On Aesthetics is a look at the details of design and the things around us. The first installment is by Mr. Benjamin Ferencz who divides his professional time between running The Design Cooperative and building some pretty awesome bicycles for his company Freeman Transport.
There was a time when I lived in New York that I wore Helmut Lang shirts almost exclusively while he was still at the helm. Having relocated to Montana I was on the hunt for a more casual shirt with a similar narrow cut but with a soft collar. While shopping at Odin on a business trip I found my new perfect shirt made by Mr. Robert Geller. The perfect complement to my dressier Lang shirts. I bought three. I tend to do this in my old age of 32. Before I put the shirts in the closet I did my usual inspection of tags and labels and noticed the beautiful type chosen by Geller.
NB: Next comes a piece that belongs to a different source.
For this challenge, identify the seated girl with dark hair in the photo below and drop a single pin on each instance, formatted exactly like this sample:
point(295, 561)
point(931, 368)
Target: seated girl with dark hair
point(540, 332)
Familiar.

I grabbed a Lang shirt, very similar. No icon used, just the unique letter shapes to create a distinguished mark while evoking a slender spirit. Both chose a condensed face to represent them. I starting thinking. This narrow typeface matched the cut of the designers clothing. Then it started to occur to me that some of my other favorite brands were also feelin the condensed vibe. Tim Hamilton even went so far as to say Futura condensed was a momentary style obsession. Band of Outsiders, condensed. Engineered Garments, condensed, Thom Browne, condensed. And so I sign off by saying keep it on the straight and narrow please.

Comments on “On Aesthetics | Condensed Fonts

    jdon June 26, 2008 @ 6:57 PM:

    Let’s not forget the best condensed one (in my book at least) Jack Spade. Trade gothic condensed bold 20.

    George Gon July 3, 2008 @ 7:02 PM:

    I’ve always loved a condensed font, but I do because as a graphic designer it makes it easier to fit more text into a narrower horizontal space… and considering that most of the brands you featured have long-ish names, it’s not surprising.